# Roasted Barbecue Potatoes



## Raine (Jul 21, 2004)

Roasted Barbecue Potatoes
-(Tastes just like Wise Barbecue Potato Chips Flavor)

6 Servings

1/4 cup Vegetable Oil
1 tablespoon Chili Powder
1 teaspoon Onion Powder
1 teaspoon Garlic Salt
1 teaspoon Sugar (Use a little Less Sugar!)
1 teaspoon Sweet Paprika
3/4 teaspoon Salt
½ teaspoon Cayenne Pepper
10 Large Red-Skinned Potatoes (about 5 lbs) Cut Lengthwise

Preheat oven to 400 degrees F. Mix ingredients in a large bowl, add
potatoes; toss to coat. Trans mixture to large rimmed baking sheet. Bake
until brown and tender, stirring occasionally, about 55 minutes.


----------



## tancowgirl2000 (Jul 21, 2004)

that sounds so very nummy!  I will have to try it....thanks


----------



## Lifter (Oct 16, 2004)

Looks interesting...

A different method would be this (in the oven)

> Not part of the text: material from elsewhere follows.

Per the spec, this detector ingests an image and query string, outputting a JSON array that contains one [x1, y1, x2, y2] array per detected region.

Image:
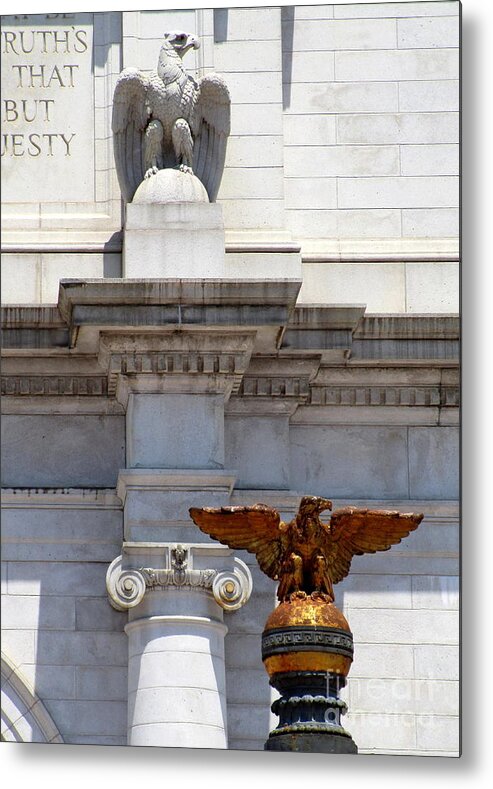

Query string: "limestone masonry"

Four medium large red potato's, peeled and cut unto thirds

Coat liberally with Hy's Seasoning Salt, Fresh Ground Pepper, and Garlic Powder.

Using a large cake tin, fill tin to a depth of 3/8" with canola oil

Drop in your potatos and insert into preheated 400 degree oven

After 25 minutes, flip the potatos to brown the opposite side

Continue cooking another 25 minutes...

______________________________________________________

On the BBQ, I use the same potato's the same seasoning and about a quarter cup of margerine, double wrapped in a foil pouch...


----------